Portuguese university professor and politician

Nilza Marília Mouzinho de Sena (born 21 November 1976) is a Portuguese university professor. She was a member of the Assembly of the Republic of Portugal between 2011 and 2019, representing the Social Democratic Party (PSD), initially for the Coimbra constituency and then for Beja.

==Early life==
Nilza Marília Mouzinho de Sena has both Goan and Mozambican ancestry. She was born in Mozambique on 21 November 1976. Moving to Portugal, she graduated in 1998 in social communication at the Instituto Superior de Ciências Sociais e Políticas (Higher Institute of Social and Political Sciences - ISCSP), formerly part of the Technical University of Lisbon and now part of the University of Lisbon. She completed a master's degree in political science at the same institution in 2001 and obtained a doctorate in social sciences, specialising in sociology, in 2007.

==Academic career==
Sena is a professor at ISCSP. She teaches in the areas of political science and communication sciences at undergraduate, master's and doctoral levels. She was a member of the Scientific Council and the Pedagogical Council of ISCSP. She is also a member of the Associação Portuguesa de Ciências da Comunicação (Portuguese Association of Science and Communication – SOPCOM).

==Political career==
Sena was president of the Parish Assembly of Santo Condestável in Lisbon between 2005 and 2009. She was elected as a Deputy to the Assembly of the Republic in the 12th and 13th Legislatures between 2011 and 2019, as a member of the liberal-conservative Social Democratic Party (PSD). In 2011 she was on the party's list for Coimbra and in 2015 on the Beja list. In the Assembly, she was Vice-President of the Education, Science and Culture Committee.

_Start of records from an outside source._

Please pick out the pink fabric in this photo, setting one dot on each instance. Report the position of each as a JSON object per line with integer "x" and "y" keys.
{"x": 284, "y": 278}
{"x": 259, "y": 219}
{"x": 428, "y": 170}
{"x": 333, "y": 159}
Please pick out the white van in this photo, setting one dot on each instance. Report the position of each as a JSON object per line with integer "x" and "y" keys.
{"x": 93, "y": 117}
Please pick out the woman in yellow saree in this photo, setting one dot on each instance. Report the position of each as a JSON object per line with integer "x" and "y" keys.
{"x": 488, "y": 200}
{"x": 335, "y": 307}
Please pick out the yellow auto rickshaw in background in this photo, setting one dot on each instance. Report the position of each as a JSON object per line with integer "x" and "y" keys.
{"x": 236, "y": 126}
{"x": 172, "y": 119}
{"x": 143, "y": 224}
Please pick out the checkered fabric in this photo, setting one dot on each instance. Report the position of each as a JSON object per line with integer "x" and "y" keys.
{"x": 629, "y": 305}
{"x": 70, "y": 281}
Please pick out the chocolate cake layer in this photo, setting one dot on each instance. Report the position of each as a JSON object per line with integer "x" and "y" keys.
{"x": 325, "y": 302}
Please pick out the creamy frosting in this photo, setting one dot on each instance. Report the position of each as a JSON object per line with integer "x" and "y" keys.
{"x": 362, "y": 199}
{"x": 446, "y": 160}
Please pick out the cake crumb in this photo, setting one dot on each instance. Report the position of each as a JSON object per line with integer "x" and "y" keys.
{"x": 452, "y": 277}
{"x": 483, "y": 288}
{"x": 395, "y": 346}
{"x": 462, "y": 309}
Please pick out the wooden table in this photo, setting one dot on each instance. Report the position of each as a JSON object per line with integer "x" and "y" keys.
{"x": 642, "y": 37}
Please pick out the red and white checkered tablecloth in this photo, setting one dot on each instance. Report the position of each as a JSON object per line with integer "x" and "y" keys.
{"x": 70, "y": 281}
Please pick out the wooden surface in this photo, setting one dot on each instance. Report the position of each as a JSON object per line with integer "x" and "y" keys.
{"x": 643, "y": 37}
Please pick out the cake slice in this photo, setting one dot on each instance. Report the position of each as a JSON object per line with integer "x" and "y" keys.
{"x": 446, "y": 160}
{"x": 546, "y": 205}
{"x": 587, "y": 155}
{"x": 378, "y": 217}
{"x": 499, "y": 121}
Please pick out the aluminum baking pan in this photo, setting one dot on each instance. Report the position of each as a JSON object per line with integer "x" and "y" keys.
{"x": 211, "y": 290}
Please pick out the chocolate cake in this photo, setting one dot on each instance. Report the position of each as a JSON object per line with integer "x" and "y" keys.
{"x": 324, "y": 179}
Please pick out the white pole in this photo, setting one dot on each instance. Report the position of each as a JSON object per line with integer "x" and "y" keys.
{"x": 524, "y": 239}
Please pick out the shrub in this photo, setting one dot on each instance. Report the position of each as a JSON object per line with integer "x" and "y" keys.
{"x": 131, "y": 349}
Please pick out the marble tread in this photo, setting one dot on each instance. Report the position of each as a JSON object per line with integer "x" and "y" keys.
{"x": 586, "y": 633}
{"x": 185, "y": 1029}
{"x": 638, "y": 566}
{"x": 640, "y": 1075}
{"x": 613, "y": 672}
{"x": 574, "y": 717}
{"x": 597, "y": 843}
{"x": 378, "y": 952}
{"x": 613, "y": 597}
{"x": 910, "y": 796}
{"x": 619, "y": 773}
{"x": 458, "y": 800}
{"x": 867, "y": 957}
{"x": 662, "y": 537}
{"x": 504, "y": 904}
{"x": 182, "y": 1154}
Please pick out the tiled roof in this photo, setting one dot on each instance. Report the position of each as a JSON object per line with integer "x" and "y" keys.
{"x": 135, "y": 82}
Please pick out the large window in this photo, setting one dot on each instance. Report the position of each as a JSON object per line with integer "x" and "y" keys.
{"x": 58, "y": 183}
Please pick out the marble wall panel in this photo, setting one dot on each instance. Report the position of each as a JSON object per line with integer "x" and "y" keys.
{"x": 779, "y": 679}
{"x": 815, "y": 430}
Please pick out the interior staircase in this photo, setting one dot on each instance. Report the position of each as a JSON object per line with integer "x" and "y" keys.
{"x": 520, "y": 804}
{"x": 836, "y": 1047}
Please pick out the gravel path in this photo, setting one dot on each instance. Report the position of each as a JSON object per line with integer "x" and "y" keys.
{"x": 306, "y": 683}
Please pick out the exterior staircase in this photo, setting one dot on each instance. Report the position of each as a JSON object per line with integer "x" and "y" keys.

She was a vice-president of the PSD between 2010 and 2014. A member of the Portuguese delegation to the Organization for Security and Co-operation in Europe (OSCE) from 2011, in 2016 Sena was Chair of the OSCE's Commission for Economic Affairs, Science, Technology and the Environment. A founding member of Portugal's Platform for Sustainable Growth, she has been an advisor to the Conselho Nacional de Educação (National Education Council) and to the Comissão para a Igualdade e Contra a Discriminação Racial (Committee for Equality and Opposition to Racial Discrimination - CICDR).

==Publications==
Sena's publications include:
- Televisão e Democracia: eleições, debates e comunicação política (Television and democracy: elections, debates and other political communication products). 2011. In Joel Frederico da Silveira and Luís Marques. "Public Television Service. Challenges for the 21st Century". Serviço público de Televisão. Celta.
- A Televisão por dentro e Por (Television inside and out). 2011. Minerva, Coimbra.
- Espaço Público, Opinião e Democracia (Public Space, Opinion and Democracy). 2007. AAVV, Studies in Communication Review. University of Beira Interior.
- As regras e os equívocos do discurso politico (The rules and mistakes of political discourse). 2006. Comunicação e Marketing Político, ISCSP.
- A Interpretação Política do Debate Televisivo, 1974-1999 (The Political Interpretation of the Television Debate, 1974-1999). 2002. ISCSP.